KENDARI, KOMPAS.com - Pengamat pendidikan Sulawesi Tenggara Prof Dr Abdullah Alhadza menilai, penyelenggaraan ujian nasional (UN) yang setiap tahun pelaksanaan menelan dana ratusan miliar rupiah, gagal meningkatkan kualitas pendidikan nasional. Pelaksanaan UN, menurutnya, membuat siswa dan guru mencari peluang untuk berbuat curang.
"Setiap kali penyelenggaraan UN, para siswa hanya sibuk mengejar bocoran soal sedangkan guru aktif mencari siasat memfasilitasi siswa berbuat curang agar bisa mendapatkan nilai bagus dan lulus UN," kata Abdullah, di Kendari, Selasa (13/12/2011).

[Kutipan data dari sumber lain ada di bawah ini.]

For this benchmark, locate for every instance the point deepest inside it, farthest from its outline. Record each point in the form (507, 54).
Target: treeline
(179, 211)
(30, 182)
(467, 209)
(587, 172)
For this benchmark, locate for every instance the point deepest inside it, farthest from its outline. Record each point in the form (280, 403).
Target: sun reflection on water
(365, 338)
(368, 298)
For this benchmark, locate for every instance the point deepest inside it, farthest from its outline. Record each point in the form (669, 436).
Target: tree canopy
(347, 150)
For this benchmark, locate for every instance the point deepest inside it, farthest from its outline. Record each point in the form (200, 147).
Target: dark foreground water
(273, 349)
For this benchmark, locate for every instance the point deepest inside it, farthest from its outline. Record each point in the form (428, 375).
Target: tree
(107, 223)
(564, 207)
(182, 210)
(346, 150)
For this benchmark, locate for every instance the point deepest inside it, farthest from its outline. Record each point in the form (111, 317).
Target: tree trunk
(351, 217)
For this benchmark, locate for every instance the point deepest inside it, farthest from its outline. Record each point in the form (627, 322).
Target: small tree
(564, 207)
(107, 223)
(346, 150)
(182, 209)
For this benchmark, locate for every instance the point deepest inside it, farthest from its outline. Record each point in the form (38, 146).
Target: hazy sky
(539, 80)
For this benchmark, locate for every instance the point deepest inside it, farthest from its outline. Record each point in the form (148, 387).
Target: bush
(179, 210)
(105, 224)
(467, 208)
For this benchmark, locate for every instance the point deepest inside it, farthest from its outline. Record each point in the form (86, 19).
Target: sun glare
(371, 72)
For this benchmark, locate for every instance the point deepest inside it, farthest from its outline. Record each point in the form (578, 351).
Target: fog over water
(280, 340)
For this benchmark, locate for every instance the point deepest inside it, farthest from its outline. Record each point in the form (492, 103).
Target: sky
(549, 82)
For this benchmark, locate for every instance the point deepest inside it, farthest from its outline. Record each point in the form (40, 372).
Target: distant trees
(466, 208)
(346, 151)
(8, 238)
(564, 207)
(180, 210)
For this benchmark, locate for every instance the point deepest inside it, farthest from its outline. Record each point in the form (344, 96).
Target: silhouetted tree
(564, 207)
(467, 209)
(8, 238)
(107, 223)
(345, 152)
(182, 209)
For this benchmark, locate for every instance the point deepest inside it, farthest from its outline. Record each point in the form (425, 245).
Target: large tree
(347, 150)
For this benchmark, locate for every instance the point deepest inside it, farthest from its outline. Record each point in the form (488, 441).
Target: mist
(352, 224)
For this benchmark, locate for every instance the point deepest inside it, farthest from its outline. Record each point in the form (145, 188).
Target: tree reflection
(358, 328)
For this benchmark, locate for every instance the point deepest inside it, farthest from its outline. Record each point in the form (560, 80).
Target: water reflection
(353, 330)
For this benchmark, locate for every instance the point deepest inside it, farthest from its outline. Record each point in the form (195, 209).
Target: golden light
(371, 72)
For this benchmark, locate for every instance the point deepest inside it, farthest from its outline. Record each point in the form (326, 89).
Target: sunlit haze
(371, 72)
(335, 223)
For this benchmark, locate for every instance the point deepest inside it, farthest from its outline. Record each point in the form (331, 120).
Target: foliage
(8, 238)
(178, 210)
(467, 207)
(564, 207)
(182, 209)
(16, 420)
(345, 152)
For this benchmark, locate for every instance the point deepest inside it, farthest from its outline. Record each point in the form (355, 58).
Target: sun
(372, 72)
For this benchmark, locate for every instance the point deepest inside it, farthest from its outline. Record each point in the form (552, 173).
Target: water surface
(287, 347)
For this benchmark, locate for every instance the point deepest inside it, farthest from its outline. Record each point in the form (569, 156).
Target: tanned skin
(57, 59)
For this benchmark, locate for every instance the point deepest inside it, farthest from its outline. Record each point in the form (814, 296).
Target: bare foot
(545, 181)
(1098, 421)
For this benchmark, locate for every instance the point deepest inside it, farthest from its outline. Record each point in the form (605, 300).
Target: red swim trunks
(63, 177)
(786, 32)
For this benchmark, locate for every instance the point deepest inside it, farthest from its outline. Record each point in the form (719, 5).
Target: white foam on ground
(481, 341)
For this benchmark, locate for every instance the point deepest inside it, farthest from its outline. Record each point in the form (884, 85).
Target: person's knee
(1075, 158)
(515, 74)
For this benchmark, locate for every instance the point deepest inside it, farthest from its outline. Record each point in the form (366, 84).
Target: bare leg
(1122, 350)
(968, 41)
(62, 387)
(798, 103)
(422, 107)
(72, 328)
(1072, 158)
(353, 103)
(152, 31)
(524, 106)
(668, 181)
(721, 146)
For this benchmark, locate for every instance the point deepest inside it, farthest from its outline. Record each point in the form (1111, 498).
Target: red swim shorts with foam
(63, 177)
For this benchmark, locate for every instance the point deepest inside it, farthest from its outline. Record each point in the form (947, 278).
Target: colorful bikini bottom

Setiap kali penyelenggaraan UN, para siswa hanya sibuk mengejar bocoran soal sedangkan guru aktif mencari siasat memfasilitasi siswa berbuat curang agar bisa mendapatkan nilai bagus dan lulus UN
Ia mengatakan, UN yang menyedot anggaran negara sekitar Rp600 miliar setiap tahun, hanya menghasilkan kualitas ketidakjujuran anak bangsa.
"Setiap kali penyelenggaraan UN, ribuan polisi dikerahkan mengamankan naskah dan jalannya UN, ribuan dosen diterjunkan menjadi pengawas independen, ratusan bupati dan wali kota serta puluhan gubernur turun memantau ke ruangan ujian. Namun hasilnya, hanya sedikit sekolah yang kurang melakukan kecurangan dalam UN," ujarnya.
Menurut Abdullah, dari 33 provinsi di seluruh Indonesia, hanya ada tiga provinsi yang sedikit melakukan kecurangan dalam penyelenggaraan UN. Selebihnya, dikategorikan hitam atau terjadi kebocoran soal UN.